O Reelin é uma proteína com um papel fundamental na regulação do desenvolvimento e da função das células cerebrais. Estudos anteriores associaram mutações nesse gene a condições como autismo e doenças como esquizofrenia, epilepsia e transtorno bipolar. No entanto, essas variantes são diferentes porque diminuem a função da proteína. No caso da Reelin-COLBOS, ela é protetora, fazendo o efeito inverso.
“Quando vimos que um dos nossos principais candidatos para a variante estava no Reelin, foi um pouco chocante”, disse Arboleda-Velasquez. “O fato de o primeiro caso nos mostrar uma variante que afeta a APOE e o segundo caso afetar a Reelin nos diz que essa via de sinalização que controla a fosforilação da tau, entre outros efeitos, pode ser a chave para entender por que esses pacientes foram protegidos. Isso é fundamental para orientar as terapias porque nos diz claramente que mais mutações Reelin poderiam levar a efeitos benéficos”.

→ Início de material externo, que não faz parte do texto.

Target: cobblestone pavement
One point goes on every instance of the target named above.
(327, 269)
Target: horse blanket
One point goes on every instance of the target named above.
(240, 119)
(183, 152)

O paciente foi submetido a exames de neuroimagem no Hospital Geral de Massachusetts aos 73 anos. As varreduras revelaram que, embora a carga de placas beta-amiloide fosse alta e ele tivesse emaranhados tau em algumas regiões do cérebro, o córtex entorrinal tinha uma patologia tau muito limitada. Essa região desempenha um papel crítico na memória e no aprendizado, e sua degeneração é conhecida por levar ao comprometimento cognitivo e à demência.
Estudos em um modelo de camundongo também mostraram que a variante Reelin-COLBOS protegeu contra a patologia tau. “Esse caso indica que a região entorrinal pode representar um pequeno alvo crítico para a proteção contra a demência”, disse Quiroz.